Cost-of-living adjustment
A cost-of-living adjustment (COLA) is an increase in
INCOME to compensate for
INFLATION. As the general level of prices rises (inflation), the purchasing power of a fixed amount of income decreases. COLAs protect against inflation by raising incomes, or benefits. Almost all COLAs in the United States are tied to the
CONSUMER PRICE INDEX (CPI). The most widely cited use of COLAs is by the Social Security Administration (SSA).

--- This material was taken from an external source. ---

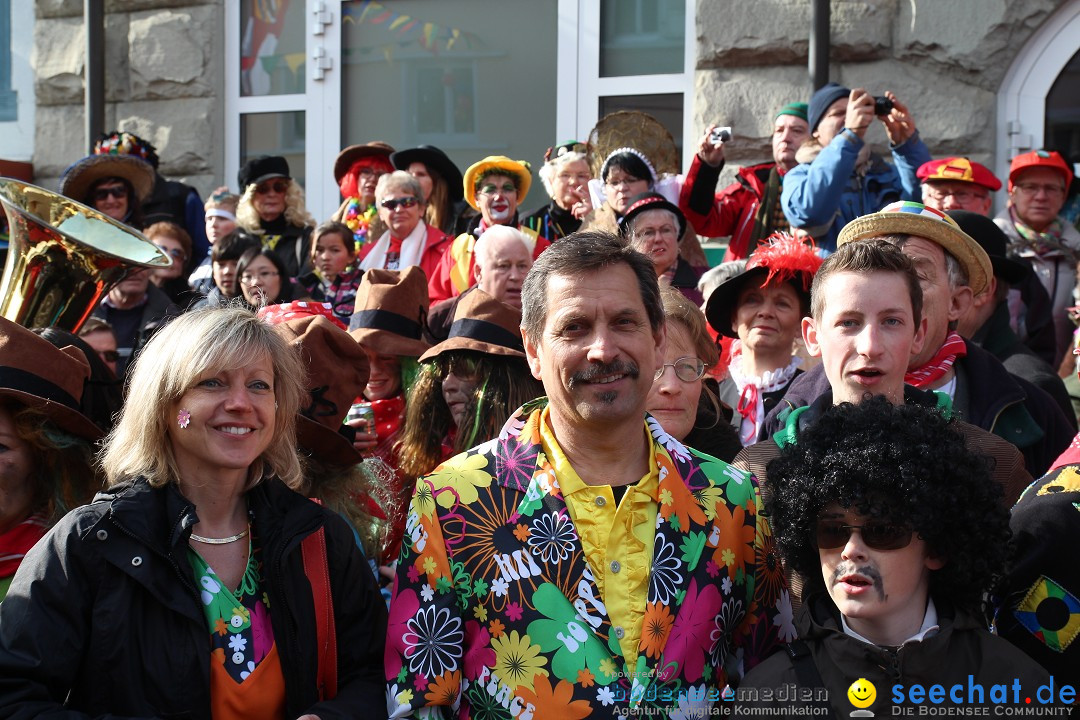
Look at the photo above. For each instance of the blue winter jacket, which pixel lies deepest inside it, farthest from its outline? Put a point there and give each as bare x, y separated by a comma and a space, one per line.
823, 195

SOCIAL SECURITY (Old Age Survivors and Disability Income, OASDI) and
SUPPLEMENTAL SECURITY INCOME (SSI) are adjusted annually based on changes in the Urban Wage Earners and Clerical Workers Consumer Price Index (CPIW). Since 1975 the SSA has used the third-quarter-tothird- quarter change in the CPI-W to adjust benefits at the beginning of each year. In 1980
Social Security benefits were increased by 14.3 percent, while in 1998 benefits were increased only 1.3 percent. In addition to being used to adjust government benefits programs, COLAs are often incorporated into
UNION contracts and child-support orders. COLAs are also used to adjust for regional differences in the cost of living. Companies often adjust salaries of workers when transferring them to high-cost areas. Manhattan (New York City), Honolulu, and Alaska are relatively expensive places to live in the United States, while most midwestern cities and smaller towns are less expensive. The U.S. military also uses COLAs when transferring personnel to high-cost areas around the world. People whose major sources of income are not protected by COLAs face declining purchasing power over time and rapid decreases in purchasing power during periods of severe inflation. Many pensioners in former Soviet countries saw their incomes vanish during the break-up of the Soviet Union.